What if you have a fantastic view you don’t want to cover up with yards of fabric? But you want something to soften the window and to incorporate it with the rest of the room. In this Trump Tower apartment I attached a very sheer, textured fabric to a pulley. The fabric can be pulled to hang straight over the window or to fall like a handkerchief. Here, the curtain – though in its sculptural quality and use of hardware it’s more like a drape – is used like a piece of couture fabric and it’s something to look at in itself.


Beekman Place Apartment NYC

Beekman Place Apartment NYC

In this Beekman Place apartment the windows aren’t particularly interesting, nor is there much of a view. Here I keep the windows as part of the background rather than competing with the room’s focal point – the wall with the two large bookcases. The drapes are in the same color as the wall and they become an extension of the wall. They’re simple, elegant, quiet.

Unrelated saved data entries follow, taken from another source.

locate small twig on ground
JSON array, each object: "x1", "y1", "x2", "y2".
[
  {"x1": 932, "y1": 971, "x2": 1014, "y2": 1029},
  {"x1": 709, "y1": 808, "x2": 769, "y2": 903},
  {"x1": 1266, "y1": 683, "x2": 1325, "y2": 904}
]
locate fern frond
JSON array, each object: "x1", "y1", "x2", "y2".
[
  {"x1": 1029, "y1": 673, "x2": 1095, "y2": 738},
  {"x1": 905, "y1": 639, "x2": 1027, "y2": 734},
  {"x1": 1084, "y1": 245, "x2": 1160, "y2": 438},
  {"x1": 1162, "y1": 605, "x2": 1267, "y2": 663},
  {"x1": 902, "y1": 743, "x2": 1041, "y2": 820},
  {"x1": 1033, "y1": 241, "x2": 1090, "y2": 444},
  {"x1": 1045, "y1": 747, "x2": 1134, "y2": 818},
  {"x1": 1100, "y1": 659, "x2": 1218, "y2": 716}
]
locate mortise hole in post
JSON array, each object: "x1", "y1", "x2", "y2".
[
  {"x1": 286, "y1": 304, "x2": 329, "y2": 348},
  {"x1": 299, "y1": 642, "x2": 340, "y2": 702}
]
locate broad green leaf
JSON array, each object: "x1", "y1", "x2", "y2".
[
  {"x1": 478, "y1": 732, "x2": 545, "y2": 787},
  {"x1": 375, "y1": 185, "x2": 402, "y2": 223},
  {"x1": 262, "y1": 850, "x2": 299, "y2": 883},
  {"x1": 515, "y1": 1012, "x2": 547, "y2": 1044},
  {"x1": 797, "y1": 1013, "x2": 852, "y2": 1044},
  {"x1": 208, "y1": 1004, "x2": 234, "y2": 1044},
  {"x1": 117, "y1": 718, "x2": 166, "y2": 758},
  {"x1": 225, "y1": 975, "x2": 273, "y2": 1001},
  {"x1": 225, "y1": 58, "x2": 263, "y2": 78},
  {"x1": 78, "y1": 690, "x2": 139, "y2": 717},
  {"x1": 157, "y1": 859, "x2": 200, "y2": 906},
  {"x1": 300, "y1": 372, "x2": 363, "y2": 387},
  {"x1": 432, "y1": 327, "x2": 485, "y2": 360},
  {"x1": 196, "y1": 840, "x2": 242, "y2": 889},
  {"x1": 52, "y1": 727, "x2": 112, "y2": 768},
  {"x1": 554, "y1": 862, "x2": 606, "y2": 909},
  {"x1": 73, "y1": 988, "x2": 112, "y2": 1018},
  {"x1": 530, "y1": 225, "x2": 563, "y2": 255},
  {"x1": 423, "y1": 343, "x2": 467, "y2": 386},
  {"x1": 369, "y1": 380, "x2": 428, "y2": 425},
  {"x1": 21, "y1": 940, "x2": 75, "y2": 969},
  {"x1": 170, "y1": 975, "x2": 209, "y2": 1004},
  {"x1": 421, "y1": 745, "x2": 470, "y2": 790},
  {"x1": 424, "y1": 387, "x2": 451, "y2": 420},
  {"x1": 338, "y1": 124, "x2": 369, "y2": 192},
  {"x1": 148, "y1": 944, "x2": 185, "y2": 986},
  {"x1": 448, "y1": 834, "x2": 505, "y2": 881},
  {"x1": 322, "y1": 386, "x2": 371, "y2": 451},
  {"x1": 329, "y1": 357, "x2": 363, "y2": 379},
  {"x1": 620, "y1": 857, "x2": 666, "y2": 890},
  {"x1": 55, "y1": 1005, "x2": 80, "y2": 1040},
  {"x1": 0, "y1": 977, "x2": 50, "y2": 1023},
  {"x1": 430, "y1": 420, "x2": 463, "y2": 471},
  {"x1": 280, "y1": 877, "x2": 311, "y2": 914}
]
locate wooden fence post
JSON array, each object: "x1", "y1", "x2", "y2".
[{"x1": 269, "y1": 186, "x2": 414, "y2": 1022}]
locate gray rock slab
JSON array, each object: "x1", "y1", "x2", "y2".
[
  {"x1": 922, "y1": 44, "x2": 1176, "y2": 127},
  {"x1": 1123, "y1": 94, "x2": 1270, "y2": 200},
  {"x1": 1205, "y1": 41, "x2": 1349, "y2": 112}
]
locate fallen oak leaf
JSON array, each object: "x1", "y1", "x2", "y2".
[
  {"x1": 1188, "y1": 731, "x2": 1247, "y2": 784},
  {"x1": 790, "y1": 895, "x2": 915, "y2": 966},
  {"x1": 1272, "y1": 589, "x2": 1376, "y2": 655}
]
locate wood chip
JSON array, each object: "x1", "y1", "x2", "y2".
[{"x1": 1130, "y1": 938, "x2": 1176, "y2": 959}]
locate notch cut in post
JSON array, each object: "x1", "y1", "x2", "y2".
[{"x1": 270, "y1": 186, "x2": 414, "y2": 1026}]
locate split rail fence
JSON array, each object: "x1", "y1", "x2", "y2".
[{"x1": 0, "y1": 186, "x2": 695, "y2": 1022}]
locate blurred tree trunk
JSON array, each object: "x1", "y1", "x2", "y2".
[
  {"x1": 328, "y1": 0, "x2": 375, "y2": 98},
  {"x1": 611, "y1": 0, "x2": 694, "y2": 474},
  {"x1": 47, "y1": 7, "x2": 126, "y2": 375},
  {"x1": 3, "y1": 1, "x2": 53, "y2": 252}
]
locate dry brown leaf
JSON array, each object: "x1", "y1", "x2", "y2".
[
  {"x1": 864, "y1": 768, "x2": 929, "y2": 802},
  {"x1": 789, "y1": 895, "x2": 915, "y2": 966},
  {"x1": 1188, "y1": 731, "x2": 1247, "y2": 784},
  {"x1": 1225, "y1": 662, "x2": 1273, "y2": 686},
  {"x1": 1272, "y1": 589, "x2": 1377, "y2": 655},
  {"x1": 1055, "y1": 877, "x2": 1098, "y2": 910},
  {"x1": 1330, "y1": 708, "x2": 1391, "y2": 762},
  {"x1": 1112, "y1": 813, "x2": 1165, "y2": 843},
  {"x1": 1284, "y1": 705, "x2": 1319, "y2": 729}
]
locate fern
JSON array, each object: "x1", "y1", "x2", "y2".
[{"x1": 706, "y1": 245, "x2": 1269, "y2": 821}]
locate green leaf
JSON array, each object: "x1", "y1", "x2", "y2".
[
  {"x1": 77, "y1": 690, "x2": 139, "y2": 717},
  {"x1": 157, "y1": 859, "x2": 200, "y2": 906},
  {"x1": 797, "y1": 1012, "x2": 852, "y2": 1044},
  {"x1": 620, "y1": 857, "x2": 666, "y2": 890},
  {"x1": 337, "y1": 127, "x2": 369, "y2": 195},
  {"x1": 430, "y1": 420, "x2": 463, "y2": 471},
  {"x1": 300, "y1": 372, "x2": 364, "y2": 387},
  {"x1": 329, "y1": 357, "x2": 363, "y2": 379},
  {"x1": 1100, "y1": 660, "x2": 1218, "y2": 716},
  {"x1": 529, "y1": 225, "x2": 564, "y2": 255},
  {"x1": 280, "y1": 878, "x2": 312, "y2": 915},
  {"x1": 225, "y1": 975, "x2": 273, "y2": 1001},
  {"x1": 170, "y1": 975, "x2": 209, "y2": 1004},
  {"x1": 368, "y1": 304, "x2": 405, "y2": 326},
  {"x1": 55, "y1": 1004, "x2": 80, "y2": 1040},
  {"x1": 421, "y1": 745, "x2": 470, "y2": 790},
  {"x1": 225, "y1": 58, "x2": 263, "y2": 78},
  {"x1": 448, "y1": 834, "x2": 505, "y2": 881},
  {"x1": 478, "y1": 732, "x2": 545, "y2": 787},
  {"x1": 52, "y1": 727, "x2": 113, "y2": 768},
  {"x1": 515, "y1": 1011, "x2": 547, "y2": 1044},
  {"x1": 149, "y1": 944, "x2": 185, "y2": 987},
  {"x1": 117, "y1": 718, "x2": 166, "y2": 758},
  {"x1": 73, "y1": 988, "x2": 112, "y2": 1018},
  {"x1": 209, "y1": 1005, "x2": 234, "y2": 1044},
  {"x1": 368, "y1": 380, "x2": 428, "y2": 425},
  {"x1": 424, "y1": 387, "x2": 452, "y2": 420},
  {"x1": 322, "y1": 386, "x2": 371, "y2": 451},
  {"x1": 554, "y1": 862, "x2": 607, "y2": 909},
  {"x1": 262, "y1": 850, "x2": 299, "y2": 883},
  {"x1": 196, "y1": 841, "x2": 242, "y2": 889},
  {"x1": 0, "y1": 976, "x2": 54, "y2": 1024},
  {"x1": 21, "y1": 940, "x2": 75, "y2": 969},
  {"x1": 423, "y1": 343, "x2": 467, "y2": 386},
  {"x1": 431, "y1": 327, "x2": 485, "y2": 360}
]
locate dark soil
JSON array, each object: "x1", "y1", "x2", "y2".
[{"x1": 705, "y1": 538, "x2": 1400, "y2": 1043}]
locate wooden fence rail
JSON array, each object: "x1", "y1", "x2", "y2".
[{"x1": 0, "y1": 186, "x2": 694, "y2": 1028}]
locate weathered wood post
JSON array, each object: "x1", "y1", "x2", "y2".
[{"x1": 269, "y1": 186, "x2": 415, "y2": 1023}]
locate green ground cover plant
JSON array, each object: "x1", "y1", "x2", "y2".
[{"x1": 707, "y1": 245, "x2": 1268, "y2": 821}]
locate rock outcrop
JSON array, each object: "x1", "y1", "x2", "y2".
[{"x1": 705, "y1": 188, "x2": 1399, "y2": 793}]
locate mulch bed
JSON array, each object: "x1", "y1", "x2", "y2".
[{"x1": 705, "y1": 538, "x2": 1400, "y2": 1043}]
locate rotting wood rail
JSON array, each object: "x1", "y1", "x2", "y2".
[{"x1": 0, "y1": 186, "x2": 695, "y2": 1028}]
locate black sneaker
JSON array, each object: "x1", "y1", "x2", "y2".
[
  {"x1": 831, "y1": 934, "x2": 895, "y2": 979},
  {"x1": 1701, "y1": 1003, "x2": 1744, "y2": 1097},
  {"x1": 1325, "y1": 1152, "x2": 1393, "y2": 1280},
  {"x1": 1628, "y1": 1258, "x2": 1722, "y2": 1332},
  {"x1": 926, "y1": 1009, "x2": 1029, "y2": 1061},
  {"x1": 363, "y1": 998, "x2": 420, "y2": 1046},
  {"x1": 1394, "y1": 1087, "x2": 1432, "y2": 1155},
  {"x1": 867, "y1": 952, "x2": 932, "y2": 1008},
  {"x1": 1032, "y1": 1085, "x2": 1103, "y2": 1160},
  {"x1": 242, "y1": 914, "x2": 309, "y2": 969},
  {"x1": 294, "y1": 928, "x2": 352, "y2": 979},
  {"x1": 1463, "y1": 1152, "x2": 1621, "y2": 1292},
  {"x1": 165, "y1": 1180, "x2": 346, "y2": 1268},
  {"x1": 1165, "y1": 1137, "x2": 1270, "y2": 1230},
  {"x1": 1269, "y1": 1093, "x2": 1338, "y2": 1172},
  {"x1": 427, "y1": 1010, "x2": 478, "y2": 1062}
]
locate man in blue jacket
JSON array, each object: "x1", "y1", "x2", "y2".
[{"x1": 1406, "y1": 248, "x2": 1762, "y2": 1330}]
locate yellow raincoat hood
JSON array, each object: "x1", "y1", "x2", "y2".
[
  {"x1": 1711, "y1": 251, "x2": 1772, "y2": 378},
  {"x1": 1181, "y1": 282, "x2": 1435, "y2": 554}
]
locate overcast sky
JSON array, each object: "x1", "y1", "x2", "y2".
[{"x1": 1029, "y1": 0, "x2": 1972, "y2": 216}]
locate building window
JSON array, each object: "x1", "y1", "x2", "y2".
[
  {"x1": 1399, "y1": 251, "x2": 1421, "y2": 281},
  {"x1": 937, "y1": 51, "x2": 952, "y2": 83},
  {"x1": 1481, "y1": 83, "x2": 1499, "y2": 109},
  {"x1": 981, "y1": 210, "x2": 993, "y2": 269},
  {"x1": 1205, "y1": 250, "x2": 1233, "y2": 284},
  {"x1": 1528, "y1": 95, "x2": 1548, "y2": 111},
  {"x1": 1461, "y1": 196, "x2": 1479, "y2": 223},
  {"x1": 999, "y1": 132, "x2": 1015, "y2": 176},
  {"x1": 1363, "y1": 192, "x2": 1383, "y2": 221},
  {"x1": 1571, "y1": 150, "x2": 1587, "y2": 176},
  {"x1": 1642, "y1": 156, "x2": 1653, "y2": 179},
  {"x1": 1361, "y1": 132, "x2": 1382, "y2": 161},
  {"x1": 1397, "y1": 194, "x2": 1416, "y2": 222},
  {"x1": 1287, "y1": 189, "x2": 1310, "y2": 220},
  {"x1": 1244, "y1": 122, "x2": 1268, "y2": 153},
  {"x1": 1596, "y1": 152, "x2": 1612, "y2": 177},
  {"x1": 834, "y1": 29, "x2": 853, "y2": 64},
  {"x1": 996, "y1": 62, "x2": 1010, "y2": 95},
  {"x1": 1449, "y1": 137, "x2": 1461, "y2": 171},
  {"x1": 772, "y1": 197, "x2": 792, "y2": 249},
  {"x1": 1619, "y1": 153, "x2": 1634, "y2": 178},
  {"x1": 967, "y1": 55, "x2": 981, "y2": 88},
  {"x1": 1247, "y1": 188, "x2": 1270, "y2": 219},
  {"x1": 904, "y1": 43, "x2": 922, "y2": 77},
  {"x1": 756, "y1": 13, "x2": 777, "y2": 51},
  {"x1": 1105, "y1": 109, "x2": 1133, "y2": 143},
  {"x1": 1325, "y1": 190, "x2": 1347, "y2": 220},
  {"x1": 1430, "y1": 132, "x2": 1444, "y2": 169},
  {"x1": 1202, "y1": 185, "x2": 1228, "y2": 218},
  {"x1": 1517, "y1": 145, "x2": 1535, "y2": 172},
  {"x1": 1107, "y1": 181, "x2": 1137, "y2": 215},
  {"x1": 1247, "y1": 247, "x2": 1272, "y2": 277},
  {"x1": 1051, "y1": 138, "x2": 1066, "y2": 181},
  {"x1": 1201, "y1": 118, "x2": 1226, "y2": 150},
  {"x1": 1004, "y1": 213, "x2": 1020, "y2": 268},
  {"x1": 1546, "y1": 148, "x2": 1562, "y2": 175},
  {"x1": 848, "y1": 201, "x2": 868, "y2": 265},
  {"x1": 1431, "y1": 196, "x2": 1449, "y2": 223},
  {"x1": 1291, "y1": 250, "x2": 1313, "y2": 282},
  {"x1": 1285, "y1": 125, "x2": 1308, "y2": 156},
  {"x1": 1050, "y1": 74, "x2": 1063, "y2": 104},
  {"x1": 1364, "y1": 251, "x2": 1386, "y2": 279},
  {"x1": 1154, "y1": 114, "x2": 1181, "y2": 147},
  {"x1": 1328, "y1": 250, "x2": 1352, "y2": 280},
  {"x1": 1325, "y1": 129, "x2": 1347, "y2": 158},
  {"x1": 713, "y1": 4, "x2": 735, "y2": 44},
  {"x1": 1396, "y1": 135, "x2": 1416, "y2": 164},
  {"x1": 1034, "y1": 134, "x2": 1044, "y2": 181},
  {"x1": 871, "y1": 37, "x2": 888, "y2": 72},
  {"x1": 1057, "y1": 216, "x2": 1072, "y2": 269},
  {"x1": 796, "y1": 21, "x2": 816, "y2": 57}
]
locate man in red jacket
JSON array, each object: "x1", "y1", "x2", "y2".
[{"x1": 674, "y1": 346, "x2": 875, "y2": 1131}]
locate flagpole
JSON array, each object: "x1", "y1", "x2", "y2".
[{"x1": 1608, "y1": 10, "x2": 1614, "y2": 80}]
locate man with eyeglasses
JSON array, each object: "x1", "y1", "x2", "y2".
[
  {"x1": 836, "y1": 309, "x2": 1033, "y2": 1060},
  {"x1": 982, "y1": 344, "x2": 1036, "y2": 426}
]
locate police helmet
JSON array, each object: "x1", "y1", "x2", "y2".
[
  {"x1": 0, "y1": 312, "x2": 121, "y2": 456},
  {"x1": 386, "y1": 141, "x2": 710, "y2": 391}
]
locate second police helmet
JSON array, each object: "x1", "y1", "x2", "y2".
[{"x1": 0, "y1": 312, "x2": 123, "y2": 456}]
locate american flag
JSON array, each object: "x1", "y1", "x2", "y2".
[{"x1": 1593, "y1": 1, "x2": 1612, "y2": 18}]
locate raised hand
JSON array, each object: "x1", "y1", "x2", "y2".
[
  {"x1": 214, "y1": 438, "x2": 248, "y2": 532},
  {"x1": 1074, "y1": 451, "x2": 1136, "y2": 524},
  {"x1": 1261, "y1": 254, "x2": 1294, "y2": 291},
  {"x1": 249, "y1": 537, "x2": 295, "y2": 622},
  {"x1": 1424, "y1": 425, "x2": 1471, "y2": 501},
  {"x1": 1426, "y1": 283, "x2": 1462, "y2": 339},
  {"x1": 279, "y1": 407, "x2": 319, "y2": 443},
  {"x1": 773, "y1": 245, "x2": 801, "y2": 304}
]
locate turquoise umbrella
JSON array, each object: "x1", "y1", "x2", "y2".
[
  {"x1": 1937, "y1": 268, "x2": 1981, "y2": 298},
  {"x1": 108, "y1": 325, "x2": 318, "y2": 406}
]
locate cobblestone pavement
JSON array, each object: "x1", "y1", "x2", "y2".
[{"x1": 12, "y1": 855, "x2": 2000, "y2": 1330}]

Upper East Side Apartment NYC

Upper East Side Apartment NYC

In this Upper East Side apartment, the window faces the apartment’s front door, so it’s the first thing you see when you walk in. With a large dining table in the center of the room, and not much else, this was also a typical New York apartment with the HVAC right below the windowsill. This curtain had a previous life; I collaborated with Adeline Olmer and Blane Charles on its design. We’d created it originally for our installation in DIFFA’S 2013 DINING BY DESIGN and re-purposed it for this dining room (aptly). The leaves are hand-cut and hand-sewn onto the sheer organza fabric. The hem, unusually at the top rather than the bottom, left us with a kind of pocket at the bottom which we filled with crystals, weighting the curtain and adding sparkle that references the room’s centerpiece, a Murano glass chandelier with its typically biomorphic soft contours. It’s a simple solution – light comes in during the day, and it sparkles at night!


Columbus Circle NYC

Columbus Circle NYC

You need light-blocking in a bedroom, but how to keep the room from feeling like the inside of a box when the drapes are closed? This is the Columbus Circle bedroom of an art collector, where the decoration is subdued and almost monochrome to serve as a backdrop for the collection. Here I used texture to make the drapes interesting. The leading edge is quilted, and I’ve scattered seed-pearl beads on the elegant Fortuny fabric. This is couture drapery. The drapes look lovely when they’re closed and they’re smoothly integrated into the room’s decorative whole, completing the bedroom’s quiet, restful elegance.


East Hampton NY

East Hampton NY

The windows in this East Hampton house are short and low, with the windowsills only a couple of feet from the floor and ending way short of the ceiling. I placed a valance – with no curtains or drapes underneath – at the top of the wall. It hides where the windows end and makes them seem taller and the ceiling higher. The window frame itself is not hidden except at the very top and becomes a strong architectural element that frames the view of the woods outside.